2-4 ポーラ

 汀から沸き立つ白泡。水を切り裂いて進むその鈍重な歩みは、巨人が膝まで海に使って歩いているかのような威容を思わせた。偵察陣形を組んだ六隻の戦艦。その中央の船の甲板に、ひとりの男が立っている。

 双眼鏡を握った手は岩を彫り込んだ彫像のように分厚い。その眼は硝子越しに、対岸のイストラリアンの街並みを見つめていた。

「閣下、左舷前方に帝国の未確認戦艦を発見いたしました」

「砲身は?」

「出ております」

「おそらく威嚇行動だろうが……いちおう戦闘配置をとれ」

「はっ!」

 一ヶ月の間、この調子での海峡での睨み合いが続いている。帝国だけではない。協商の護衛艦も複数観測されている。デメトール・ロ・イドロゲンは苦々しく思った。

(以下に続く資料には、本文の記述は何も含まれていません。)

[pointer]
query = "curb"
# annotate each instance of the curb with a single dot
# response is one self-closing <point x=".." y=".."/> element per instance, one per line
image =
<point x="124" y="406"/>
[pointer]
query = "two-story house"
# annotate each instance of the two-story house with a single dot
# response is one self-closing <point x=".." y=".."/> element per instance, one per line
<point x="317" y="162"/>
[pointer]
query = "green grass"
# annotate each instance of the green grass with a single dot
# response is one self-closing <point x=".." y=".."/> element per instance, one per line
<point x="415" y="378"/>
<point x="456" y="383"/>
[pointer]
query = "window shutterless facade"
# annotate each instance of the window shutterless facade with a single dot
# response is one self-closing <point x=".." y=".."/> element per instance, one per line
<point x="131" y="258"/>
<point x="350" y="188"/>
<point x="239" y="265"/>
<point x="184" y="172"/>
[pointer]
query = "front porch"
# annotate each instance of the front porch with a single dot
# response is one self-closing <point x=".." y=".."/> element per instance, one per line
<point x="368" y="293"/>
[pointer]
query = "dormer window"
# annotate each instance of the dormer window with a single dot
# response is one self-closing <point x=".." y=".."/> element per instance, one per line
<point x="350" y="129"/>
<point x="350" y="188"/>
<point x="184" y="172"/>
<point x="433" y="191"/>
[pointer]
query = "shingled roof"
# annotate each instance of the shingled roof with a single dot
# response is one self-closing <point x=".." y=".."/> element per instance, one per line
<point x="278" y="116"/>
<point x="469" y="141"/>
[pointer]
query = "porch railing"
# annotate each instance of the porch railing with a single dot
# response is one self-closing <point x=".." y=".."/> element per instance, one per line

 六十年前の停戦協定で海峡における両大国の非武装中立は明記された。以来、イストラリランとその近辺の海域に立ち入れる軍艦はイストラリアン水軍の巡視艇のみであるという決まりが厳しく守られてきた。

 それが一ヶ月前。帝国が停戦協定の更新を拒み、海峡への戦艦派遣を決行した。表向きは海洋資源の調査ということだったが、協商に対する示威行動であることは一目瞭然だった。協商側もこれに対抗するように海峡への侵入を行い、そこから先は鼬ごっこの始まりだった。

 今現在、人命のかかった戦闘には至っていない。だが時間の問題だった。

 この海の上で、いくつもの敵意が張り詰めている。それらのうち一本にでも触れれば、瞬く間に導火線に火がつく。

 そしてまた、この海は炎に包まれるだろう。

 デメトールは戦争を知らない世代だ。先王レルラ七世の口から、その悲劇を伝え聞いただけだ。

 だがそんなかれでも、もしこの場で撃ち合いが始まればどうなるのかくらい想像はつく。

 そしてそれを止められる力を、かれが持っているということも。

 あと二週間後、イストラリアンで両大国の調停のための会談が行われる。それがおそらく、この戦争を阻止するための最後の死線になることだろう。

 何がなんでも成功させる。

 それしか道はない。

 デメトールは海の向こうで待つ娘のことを想った。


 テオンはぽつりぽつりと自分の過去を語りだした。

 きっかけは些細なことだった。官邸の図書室にある資料をいくつかテオンに見せたのだ。もちろん事前に母やユーアの許可を取った。あえて持ち出しという手段を選んだのも、「さすがに官邸に通すのはテオンにも母たちにも気まずいだろう」というポーラなりの配慮によるものだった。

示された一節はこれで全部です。